NVDIMM-N: What to know about error message differences and "self healing" capabilities
Summary: This article takes about the different error messages on NVDIMM-N and self healing and does it differ from RDIMMs and LRDIMMs.
Instructions
NVDIMM-N:
Does NVDIMM-N support "self healing" capabilities provided for standard RDIMM/LRDIMM memory as part of BIOS 2.1.8 and newer?
What are some of the differences in error logging behavior as the result of BIOS changes?
What do Technical Support recommend and what actions should be taken for the different error messages?
What are some key differences between RDIMM/LRDIMM and NVDIMM-N modules?
Self Healing Capabilities
Post Package Repair (PPR) - NVDIMM-N memory modules do not support PPR functionality like standard RDIMM/LRDIMMs.
Memory Retraining - NVDIMM-N memory modules do support Memory retraining. Memory retraining scheduling is not specific to a DIMM slot location but applies to all devices plugged into the memory bus. So all the same triggers from RDIMMs/LRDIMMs apply - that is memory errors, configuration changes, so forth.
Persistent memory scrubbing helps identify multi-bit or uncorrectable errors on NVDIMM-N, mitigating future failures, though it is not a self-healing capability.
BIOS logs the error and provides the memory location to the OS, which adds it to a blacklist of bad memory locations to avoid. When these memory locations are not "consumed" or in use by the OS, these are not critical errors and are not fatal.
There are three BIOS settings for Persistent Memory scrubbing:
Auto: The system automatically scrubs persistent memory during POST when multi-bit errors have been detected.
This is a background operation.
One Shot: The system will scrub persistent memory during POST on the entire persistent memory range once. Upon the next boot, the system will go back to "Auto" persistent memory scrub mode.
Enable: The system will scrub persistent memory during POST on the entire persistent memory range on every boot.
Possible NVDIMM-N Persistent Memory scrubbing error messages and actions or recommendations
See examples in the section below on Key differences between standard RDIMM/LRDIMM and NVDIMM-N modules.
MEM0001 - All BIOS revisions
Multi bit memory errors detected on a memory device at location arg1
Persistent Memory scrub identified a multi-bit/uncorrectable error on a consumed (in-use) memory page.
Information: The bad page or location is added to the bad list in the MB NVRAM for that slot.
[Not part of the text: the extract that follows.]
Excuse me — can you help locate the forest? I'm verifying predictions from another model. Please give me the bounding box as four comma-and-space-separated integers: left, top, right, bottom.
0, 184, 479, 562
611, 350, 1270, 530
During POST, depending on the server's BIOS version, MEM0702/MEM9072/MEM9022 errors may be reported as the page or location is not yet consumed.
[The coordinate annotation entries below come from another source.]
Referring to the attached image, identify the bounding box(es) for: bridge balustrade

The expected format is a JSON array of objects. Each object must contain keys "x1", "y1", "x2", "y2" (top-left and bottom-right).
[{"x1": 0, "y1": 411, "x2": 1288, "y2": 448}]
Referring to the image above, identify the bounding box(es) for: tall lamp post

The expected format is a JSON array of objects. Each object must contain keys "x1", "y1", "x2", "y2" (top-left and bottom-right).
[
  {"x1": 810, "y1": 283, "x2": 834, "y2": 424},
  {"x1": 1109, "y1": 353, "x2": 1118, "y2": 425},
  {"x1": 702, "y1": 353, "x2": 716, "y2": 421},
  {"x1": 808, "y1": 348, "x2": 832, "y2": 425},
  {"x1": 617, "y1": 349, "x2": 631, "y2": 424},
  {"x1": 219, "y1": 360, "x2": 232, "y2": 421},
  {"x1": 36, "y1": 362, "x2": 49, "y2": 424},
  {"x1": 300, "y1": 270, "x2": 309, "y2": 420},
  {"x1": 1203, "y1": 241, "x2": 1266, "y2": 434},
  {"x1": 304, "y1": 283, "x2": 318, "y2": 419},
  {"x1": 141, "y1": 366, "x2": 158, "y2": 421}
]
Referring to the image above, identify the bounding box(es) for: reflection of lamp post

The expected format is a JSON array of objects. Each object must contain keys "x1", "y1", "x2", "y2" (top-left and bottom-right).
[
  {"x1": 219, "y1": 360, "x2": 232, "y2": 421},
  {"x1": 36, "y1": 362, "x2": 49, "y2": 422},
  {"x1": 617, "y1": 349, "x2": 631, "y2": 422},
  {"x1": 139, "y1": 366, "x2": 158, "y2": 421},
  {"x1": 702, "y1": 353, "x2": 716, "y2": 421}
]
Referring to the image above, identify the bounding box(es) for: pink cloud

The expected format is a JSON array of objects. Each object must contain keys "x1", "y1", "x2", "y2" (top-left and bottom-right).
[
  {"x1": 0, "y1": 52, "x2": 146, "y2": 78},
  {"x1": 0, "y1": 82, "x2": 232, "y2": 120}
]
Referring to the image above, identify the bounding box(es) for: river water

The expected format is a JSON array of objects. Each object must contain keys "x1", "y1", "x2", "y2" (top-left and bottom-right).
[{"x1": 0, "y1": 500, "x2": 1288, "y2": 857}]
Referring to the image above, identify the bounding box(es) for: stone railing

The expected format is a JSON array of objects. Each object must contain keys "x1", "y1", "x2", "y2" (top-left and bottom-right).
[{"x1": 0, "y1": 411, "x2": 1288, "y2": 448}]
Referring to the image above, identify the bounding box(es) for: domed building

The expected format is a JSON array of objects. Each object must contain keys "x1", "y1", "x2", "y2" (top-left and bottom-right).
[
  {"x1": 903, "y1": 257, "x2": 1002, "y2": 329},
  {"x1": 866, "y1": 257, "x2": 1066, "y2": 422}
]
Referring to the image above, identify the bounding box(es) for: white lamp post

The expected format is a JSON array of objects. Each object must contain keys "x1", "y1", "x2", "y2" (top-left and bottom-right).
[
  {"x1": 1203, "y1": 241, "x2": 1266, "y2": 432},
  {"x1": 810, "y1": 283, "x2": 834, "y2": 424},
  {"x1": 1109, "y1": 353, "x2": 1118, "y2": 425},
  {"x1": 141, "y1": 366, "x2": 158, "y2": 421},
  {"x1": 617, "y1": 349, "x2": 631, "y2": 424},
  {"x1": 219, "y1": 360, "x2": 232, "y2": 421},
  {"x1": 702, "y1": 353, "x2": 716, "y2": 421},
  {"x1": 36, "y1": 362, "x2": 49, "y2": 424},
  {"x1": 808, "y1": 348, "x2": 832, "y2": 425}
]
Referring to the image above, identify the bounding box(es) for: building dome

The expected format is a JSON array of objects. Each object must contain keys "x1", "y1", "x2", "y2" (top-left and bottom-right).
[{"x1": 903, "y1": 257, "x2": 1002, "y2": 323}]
Recommendation: Replace NVDIMM-N referenced.
MEM0702 - Prior to BIOS 2.5.4 (February 2020):
Actual message: Correctable memory error rate exceeded for arg1
Secondary meaning for NVDIMM-N: Persistent Memory scrub identified an uncorrectable error on a non-consumed memory page or location that is not in use. That memory page or location has been provided to the OS "black list" to not be used.
Information: If this error is due to a bad page or location that persistent memory scrubbing identifies, this error occurs during POST upon every reboot. To determine if the error is due to a correctable error rate or a bad page identified by memory scrub, check the SPD data...
Recommendation: Replace NVDIMM-N referenced.
MEM9072 - BIOS 2.5.4 (February 2020) through BIOS 2.6.4 (May 2020):
Actual message: The system memory has faced an uncorrectable multi-bit memory error in the non-execution path of a memory device at the location arg1.
Secondary meaning for NVDIMM-N: Persistent Memory scrub identified an uncorrectable error on a non-consumed (non-execution path) memory page or location that is not in use. That memory page or location has been provided to the OS "black list" to not be used.
Information: Unlike MEM0001 errors, while this error is an uncorrectable/multi-bit error, it is not a "fatal" error that results in a Server reboot when it occurs.
Recommendation: No action is necessary. The bad memory page or location has been provided to the OS "black list" and will not be used. This error message occurs during POST upon every reboot.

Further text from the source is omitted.